遥か夜空を駆け巡るサンタクロースの姿が見えた気がした。
「ねぇ、橘さん」
「うん?」
智彰を見上げればいやに色気を帯びた表情で俺を見つめている。
その瞬間、ズクンと今度は心臓ではなく、下半身に血液が集中していくのを感じた。ヤバい、捕まる……そんな衝動に突き落とされる。

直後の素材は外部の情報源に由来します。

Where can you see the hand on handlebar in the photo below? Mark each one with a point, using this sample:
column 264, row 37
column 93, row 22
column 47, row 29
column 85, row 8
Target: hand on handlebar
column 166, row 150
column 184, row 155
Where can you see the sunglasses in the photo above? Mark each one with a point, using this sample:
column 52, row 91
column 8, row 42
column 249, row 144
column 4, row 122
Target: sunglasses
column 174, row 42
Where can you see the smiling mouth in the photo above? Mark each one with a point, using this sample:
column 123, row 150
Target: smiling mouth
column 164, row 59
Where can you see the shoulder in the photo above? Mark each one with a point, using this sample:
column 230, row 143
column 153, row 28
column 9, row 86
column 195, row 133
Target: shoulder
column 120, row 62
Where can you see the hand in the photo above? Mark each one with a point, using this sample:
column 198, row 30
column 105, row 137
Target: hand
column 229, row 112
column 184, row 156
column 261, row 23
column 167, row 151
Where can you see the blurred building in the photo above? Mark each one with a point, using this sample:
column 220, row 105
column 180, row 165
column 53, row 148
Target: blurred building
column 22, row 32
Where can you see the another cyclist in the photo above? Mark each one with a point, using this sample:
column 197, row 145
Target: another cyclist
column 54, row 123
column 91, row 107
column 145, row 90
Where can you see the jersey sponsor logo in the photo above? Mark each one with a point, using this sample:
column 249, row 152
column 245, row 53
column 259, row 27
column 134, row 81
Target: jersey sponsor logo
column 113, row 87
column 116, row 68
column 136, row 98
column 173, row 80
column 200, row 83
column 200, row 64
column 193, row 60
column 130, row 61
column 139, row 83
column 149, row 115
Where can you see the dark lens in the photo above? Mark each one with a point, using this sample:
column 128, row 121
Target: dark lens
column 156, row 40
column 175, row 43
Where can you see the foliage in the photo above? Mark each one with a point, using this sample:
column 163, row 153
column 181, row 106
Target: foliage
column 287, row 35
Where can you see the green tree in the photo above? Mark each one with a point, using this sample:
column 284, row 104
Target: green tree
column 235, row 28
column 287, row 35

「ブレーキなんかから足を離して、アクセル踏めばいいじゃん」
「ち、智彰……」
「いいよ。俺をあんたにあげるから。今日くらい、好きにしていいよ」
再び唇を重ね合わされば、苺の甘酸っぱさがまだ残っていて。胸が甘く締め付けられた。
「可愛い……」
甘く囁く智彰に抱き締められれば……額に頬に首筋に、キスの雨が降ってくる。それが擽ったくて、声を上げて笑いながら身を捩らせた。
「智彰、擽ったい」
「んん?」
「でも、気持ちいい……」
「本当に可愛い」
今日だけでも智彰が自分の物になった。
俺は、泣きたいくらい幸せだ。
「体も慰めてあげましょうか?」
「は?」
「体が寂しくて寒いなら、俺が温めてあげますよ? ただ、俺は男を抱いたことがないから、色々教えてもらわなきゃだけど」
「智彰……」
「どうしますか?」
ニヤリと意地悪く笑う智彰。
くそ、こいついつの間にこんないい男になったんだよ……俺は心の中で小さく舌打ちをする。
でも俺にはわかってるんだ。お前の本心が。
「お前も水瀬君に誘惑されて戸惑ってるだけだろう? 見え見えなんだよ」
「あ、バレましたか……」
「結局俺達は傷の舐め合いしかできないんだな」
コツンと智彰の肩に顔を寄せて頬を膨らませる。こんな関係、虚しいだけかもしれない。
でも、まぁいいか……クリスマスくらい。